How are graduate students’ job searches difference from undergraduates’?
We have three staff members who focus exclusively on graduate students and four people who work exclusively with undergraduates. While the graduate population is larger, people are at different points and more spread out. For the graduate population you may see many of the issues you see on the undergraduate side, but they are much more complex because these folks are older, they’ve been doing what it is they thought they wanted to do for a much longer time. And when someone says, “This isn’t going to work out,” or you realize this isn’t where you want to be, you may very well be married and have kids and living on $10,000 a year. It’s just a very different kind of issue.

But in terms of supporting them, one group tends to go on to academic jobs, to the faculty, and then the other side is much like the College: “I don’t know what I want to do.” What does one do with a Ph.D. in the humanities or the Divinity School? So we see a lot of that.

After getting CAPS help, what should a student leave with or have accomplished?
It depends on what you came in with. I think the one thing everybody should leave with is knowing there’s no easy route to this, unfortunately. We don’t keep a list of employers in our desk and if you impress us enough pull out the job and say, “This is for you, sign on the bottom line.” So you leave probably realizing that there’s more work involved than getting a student job on campus.

And we hope you leave feeling like your résumé’s a little better, having a better idea of how to talk about yourself in a way that anybody’s interested in, as opposed to how you talk about yourself at a bar.

How does your own past experience help you in this job?
Because I’ve been on the other side of the table—I’ve done hiring, I’ve been a hiring manager—I have some appreciation for what the recruiters are going through and for how little time you really have to make an impression. I also have an understanding of the field these students are competing against. There are other people out there besides U of C grads. Students are competing against other very capable and talented people, and they need to figure out how to get over that hurdle.
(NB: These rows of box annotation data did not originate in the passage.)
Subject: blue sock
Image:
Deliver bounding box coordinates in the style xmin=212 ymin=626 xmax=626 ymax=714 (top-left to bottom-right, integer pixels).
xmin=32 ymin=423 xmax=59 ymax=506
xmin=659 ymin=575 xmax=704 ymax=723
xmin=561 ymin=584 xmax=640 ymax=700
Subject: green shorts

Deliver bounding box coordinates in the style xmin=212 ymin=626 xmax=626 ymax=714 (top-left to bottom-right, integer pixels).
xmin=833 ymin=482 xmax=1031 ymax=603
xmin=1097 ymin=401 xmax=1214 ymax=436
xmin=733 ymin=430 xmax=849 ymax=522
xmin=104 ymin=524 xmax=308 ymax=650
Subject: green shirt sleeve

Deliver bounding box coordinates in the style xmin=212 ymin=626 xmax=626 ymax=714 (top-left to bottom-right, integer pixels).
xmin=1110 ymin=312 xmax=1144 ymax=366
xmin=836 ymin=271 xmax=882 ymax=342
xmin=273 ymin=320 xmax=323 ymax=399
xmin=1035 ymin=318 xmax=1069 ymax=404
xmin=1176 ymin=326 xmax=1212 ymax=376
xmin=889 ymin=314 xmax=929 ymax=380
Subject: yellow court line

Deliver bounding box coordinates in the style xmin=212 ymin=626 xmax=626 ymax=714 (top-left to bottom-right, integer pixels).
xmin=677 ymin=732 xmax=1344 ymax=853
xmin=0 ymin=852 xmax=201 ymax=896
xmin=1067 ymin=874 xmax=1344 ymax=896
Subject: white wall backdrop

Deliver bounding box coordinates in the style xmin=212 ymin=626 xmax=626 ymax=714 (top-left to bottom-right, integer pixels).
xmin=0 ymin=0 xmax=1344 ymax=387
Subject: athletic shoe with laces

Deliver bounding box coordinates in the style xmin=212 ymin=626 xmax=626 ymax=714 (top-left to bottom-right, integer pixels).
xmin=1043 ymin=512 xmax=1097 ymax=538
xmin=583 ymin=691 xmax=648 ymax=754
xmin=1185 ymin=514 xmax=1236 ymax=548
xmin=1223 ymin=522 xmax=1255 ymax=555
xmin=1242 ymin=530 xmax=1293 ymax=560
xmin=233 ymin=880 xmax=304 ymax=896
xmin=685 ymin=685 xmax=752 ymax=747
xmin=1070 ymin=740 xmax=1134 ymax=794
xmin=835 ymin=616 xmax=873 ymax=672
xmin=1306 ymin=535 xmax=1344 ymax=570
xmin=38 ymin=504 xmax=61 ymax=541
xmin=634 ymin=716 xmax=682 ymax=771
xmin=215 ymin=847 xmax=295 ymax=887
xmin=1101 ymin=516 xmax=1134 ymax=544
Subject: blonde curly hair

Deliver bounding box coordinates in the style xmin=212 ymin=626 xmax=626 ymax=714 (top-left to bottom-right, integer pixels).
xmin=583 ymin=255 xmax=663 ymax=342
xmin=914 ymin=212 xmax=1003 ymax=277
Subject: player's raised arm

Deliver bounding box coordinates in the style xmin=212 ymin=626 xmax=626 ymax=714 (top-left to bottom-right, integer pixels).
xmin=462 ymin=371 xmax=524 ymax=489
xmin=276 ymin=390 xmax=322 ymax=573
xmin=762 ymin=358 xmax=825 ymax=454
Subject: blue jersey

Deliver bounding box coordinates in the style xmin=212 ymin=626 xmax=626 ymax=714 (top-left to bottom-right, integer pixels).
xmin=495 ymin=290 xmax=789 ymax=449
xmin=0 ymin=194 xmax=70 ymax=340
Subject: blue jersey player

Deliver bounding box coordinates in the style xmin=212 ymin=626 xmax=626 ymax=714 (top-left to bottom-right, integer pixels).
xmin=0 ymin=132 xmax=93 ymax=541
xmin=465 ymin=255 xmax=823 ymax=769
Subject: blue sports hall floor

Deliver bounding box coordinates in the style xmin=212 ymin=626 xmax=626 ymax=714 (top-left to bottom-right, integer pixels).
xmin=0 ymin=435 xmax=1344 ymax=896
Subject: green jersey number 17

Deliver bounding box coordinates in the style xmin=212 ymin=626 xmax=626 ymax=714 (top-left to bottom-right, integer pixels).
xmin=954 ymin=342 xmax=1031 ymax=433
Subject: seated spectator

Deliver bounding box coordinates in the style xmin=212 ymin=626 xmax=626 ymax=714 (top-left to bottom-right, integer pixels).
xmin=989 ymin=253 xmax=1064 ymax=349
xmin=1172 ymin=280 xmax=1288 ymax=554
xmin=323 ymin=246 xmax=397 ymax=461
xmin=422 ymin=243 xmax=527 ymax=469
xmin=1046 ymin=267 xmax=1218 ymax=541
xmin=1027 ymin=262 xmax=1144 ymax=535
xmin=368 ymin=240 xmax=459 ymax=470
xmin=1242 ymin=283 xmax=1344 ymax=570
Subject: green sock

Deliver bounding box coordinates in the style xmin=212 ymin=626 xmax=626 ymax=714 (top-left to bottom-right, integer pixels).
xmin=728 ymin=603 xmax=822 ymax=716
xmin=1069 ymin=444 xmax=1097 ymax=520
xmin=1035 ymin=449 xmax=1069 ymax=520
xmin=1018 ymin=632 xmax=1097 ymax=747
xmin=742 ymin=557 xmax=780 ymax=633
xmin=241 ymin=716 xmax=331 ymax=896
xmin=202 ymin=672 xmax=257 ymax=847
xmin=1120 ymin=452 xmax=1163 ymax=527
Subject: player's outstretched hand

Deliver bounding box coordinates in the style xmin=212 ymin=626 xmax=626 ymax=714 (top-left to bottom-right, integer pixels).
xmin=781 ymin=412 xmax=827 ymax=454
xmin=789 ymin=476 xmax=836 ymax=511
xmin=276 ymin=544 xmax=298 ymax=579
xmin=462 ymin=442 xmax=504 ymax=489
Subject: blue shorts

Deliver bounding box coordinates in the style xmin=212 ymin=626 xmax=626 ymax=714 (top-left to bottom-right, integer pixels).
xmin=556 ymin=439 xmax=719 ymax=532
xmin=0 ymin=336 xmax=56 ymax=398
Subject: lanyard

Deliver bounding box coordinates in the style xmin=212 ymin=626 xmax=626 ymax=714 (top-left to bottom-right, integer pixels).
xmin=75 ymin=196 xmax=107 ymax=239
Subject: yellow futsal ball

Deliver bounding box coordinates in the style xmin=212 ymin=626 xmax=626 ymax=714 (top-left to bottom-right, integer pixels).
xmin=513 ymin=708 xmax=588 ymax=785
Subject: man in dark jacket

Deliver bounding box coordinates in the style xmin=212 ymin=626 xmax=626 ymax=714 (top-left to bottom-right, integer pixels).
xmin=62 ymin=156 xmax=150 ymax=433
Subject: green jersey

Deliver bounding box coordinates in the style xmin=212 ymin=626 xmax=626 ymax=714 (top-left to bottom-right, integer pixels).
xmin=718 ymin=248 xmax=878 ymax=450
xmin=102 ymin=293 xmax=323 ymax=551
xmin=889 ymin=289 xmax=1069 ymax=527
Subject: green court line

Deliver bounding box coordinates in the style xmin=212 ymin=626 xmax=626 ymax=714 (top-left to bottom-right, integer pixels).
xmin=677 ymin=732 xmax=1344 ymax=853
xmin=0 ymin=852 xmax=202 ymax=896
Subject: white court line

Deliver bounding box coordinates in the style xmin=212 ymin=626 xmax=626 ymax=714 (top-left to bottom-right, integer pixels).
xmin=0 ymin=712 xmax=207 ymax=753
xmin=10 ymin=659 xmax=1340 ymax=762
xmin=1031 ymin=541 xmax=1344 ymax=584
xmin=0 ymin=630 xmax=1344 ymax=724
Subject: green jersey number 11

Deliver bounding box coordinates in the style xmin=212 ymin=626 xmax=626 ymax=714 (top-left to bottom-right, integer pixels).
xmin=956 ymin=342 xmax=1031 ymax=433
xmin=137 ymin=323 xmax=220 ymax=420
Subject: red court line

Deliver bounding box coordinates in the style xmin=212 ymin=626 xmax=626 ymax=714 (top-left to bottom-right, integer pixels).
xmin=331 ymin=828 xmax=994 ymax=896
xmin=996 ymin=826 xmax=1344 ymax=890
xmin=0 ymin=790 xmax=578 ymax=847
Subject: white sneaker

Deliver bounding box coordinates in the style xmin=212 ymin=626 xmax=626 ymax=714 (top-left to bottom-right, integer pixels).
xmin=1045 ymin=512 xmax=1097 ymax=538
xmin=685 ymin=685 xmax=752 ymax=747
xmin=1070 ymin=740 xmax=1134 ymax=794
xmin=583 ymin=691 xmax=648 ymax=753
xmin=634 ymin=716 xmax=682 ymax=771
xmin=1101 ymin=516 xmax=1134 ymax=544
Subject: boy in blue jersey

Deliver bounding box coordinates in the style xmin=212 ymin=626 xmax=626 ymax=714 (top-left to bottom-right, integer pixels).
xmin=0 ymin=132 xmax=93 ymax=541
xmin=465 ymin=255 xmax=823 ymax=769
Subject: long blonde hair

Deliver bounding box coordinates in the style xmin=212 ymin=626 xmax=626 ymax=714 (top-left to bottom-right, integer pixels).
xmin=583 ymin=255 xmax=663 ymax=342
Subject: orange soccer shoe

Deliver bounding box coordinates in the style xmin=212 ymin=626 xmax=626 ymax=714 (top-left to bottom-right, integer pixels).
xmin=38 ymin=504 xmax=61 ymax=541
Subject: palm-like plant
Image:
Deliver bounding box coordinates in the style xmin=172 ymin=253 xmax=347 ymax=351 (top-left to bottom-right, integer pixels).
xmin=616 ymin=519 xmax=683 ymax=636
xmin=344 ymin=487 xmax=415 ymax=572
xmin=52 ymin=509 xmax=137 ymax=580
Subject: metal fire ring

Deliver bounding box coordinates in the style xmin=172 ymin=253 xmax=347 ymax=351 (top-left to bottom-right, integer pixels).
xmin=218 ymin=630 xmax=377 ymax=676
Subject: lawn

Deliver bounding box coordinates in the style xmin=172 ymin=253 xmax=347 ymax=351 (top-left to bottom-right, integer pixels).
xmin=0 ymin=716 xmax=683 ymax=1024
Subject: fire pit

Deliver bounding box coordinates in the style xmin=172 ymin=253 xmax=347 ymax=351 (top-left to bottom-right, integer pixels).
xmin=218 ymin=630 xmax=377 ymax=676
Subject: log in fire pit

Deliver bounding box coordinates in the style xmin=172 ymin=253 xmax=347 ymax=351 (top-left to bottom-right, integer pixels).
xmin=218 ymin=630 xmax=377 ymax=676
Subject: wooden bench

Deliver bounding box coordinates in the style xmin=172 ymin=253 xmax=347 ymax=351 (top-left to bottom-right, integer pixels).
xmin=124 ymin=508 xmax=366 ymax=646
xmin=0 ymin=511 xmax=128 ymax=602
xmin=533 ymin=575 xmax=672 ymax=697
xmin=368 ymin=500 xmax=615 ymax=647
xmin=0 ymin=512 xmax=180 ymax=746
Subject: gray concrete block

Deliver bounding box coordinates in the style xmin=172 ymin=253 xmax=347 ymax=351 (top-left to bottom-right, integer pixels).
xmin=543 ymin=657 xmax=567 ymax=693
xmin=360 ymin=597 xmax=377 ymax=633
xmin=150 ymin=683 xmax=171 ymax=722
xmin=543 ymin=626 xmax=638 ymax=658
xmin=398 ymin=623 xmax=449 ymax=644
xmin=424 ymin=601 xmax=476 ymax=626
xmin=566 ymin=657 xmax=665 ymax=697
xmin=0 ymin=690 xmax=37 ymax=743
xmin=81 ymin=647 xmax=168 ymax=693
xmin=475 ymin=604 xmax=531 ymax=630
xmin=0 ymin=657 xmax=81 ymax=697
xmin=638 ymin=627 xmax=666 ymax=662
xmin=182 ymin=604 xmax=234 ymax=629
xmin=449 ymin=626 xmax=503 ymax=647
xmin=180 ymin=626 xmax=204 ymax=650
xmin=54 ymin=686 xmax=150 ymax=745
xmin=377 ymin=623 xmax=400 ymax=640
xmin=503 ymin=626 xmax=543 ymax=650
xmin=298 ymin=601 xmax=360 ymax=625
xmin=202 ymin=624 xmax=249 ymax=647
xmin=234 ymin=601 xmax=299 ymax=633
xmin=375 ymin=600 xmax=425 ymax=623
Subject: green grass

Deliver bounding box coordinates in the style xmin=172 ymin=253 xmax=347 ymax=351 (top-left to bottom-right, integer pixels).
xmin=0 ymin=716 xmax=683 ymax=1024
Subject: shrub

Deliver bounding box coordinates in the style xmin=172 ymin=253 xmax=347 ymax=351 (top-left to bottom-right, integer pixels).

What is the most underrated tool students have?
The Alumni Careers Network is an important part of what we do. For the money they pay, in addition to critical-thinking and other academic skills, the one tangible thing that people walk away with—I really believe this—is the network of those past and presently associated with the University. We don’t do this connecting as well as our peer institutions. For a whole variety of reasons we don’t, and it’s a loss of an opportunity for the current students but also for the alumni, in terms of being able to build that network for new contacts or new business or fund raising or whatever it is that you need.